A enfermeira, que deveria visitar Leonardo todos os dias, ainda não aparecera. Isabela ouvira Helena falar em tom baixo ao telefone, reclamando da demora da equipe médica, mas isso não acalmava sua alma. Pelo contrário. Aquilo tudo cheirava a encenação. Era como se tivessem desaparecido com os profissionais de propósito.
Ela pensou em fugir. Mil vezes. Chegou a observar as rotas de entrada e saída, memorizar os turnos dos seguranças, imaginar como passaria pelo portão sem ser notada. Mas era impossível. Havia homens demais, olhos demais, cercas altas e vigilância constante. Cada porta trancada, cada janela selada, cada sorriso educado escondia a mesma verdade:
Ela estava trancada numa prisão feita de luxo e ouro
Na terceira noite, a exaustão venceu.
O sofá onde dormia desde a noite do susto parecia ter sido feito para tortura. Era estreito, duro, e a cada nova posição que tentava encontrar, seus ossos protestavam com dores lancinantes. As olheiras marcavam seu rosto, e suas costas doíam tanto que ela mal conseguia ficar de pé ao amanhecer.
Por fim, já alta madrugada, Isabela cedeu. Num sussurro cansado, quase como um pedido de permissão, arrastou-se até a cama. Passou os olhos por Leonardo. O rosto dele estava virado para o outro lado. Parecia inerte, adormecido. Como sempre.
Ela se deitou com cuidado, como quem invade um território sagrado. O colchão cedeu sob seu corpo magro. Os lençóis tinham perfume de lavanda e um toque de seda. O travesseiro era um alívio aos músculos tensos. A coberta morna parecia um abraço que ela não recebia há tempos.
“Só por algumas horas…”, murmurou em sua mente. “Ele não está consciente. Ele não vai saber.”
E então, dormiu.
Afundou num sono pesado e profundo. Pela primeira vez em dias, seu corpo e sua mente descansaram. Não sonhou. Apenas adormeceu como se seu corpo tivesse se rendido ao torpor da dor acumulada.
Mas a paz não durou.
Ela não saberia dizer quanto tempo depois foi. Podiam ter se passado minutos, ou horas. Mas algo despertou nela — uma sensação de que algo não estava certo. Um arrepio súbito, um frio que não vinha da temperatura do quarto, mas de dentro dela mesma.
E então, ela sentiu.
Um toque.
Sutil. Lento. Como o roçar de uma pena sobre sua pele.

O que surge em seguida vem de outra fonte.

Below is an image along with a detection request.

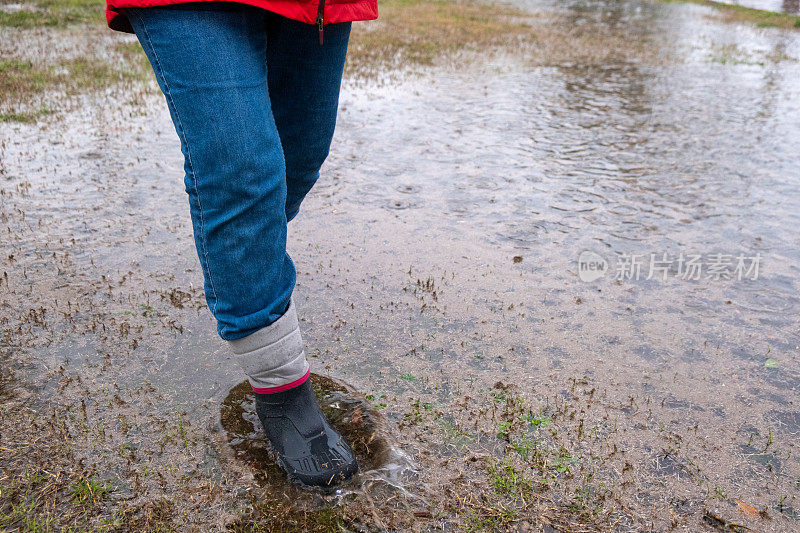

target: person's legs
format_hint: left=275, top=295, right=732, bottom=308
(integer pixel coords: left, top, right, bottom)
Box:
left=267, top=14, right=351, bottom=220
left=128, top=2, right=295, bottom=340
left=128, top=2, right=357, bottom=485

Começava em sua perna. Acariciava, subia, quase com ternura. Mas havia algo no gesto que arrepiava cada fibra de seu ser. Não era afeto. Era exploração. Era posse. Era algo que a fazia querer gritar sem som.
Os olhos de Isabela se abriram, arregalados.
Ela não se moveu.
Ficou paralisada, com os batimentos do coração ecoando como trovões nos ouvidos. Seus músculos estavam tensos, petrificados pelo pavor. O cérebro mandava ordens: levante-se, corra, grite — mas o corpo não obedecia.
O toque voltou.
Dessa vez, mais firme. Mais deliberado. Uma mão que a reconhecia. Que sabia exatamente onde tocava.
E então ela se virou, num movimento brusco, e gritou:
— NÃO!!!
O som rasgou o silêncio como uma lâmina. Ela sentou-se na cama, encarando o corpo ao lado.
A mão de Leonardo repousava ao lado dela, imóvel. O rosto dele permanecia virado para o outro lado, como se dormisse. Mas Isabela sabia o que sentiu. Ele a tocou. Aquele gesto não fora parte de um sonho. Não fora produto do cansaço. Ela sabia.
Tentou respirar fundo, mas o ar parecia pesado. O quarto a esmagava. O medo tomava forma física — um monstro silencioso, deitado a centímetros dela.
“Esse homem está possuído…”, sussurrou para si, engolindo o choro. “Não posso mais dormir aqui. Eu preciso sair daqui.”
Mas não havia para onde ir.
Não havia ninguém que acreditasse nela.
Não havia escapatória.
Sentou-se no canto da cama, os joelhos contra o peito, os olhos abertos no escuro. Sentia-se observada. Sentia que ele, mesmo com os olhos fechados, a via.
E naquele silêncio absoluto, ela finalmente compreendeu:
Leonardo não voltara sozinho do coma.
Ele trouxera algo com ele. Algo que agora dividia aquele quarto com ela.
E algo que, a cada noite, despertava mais.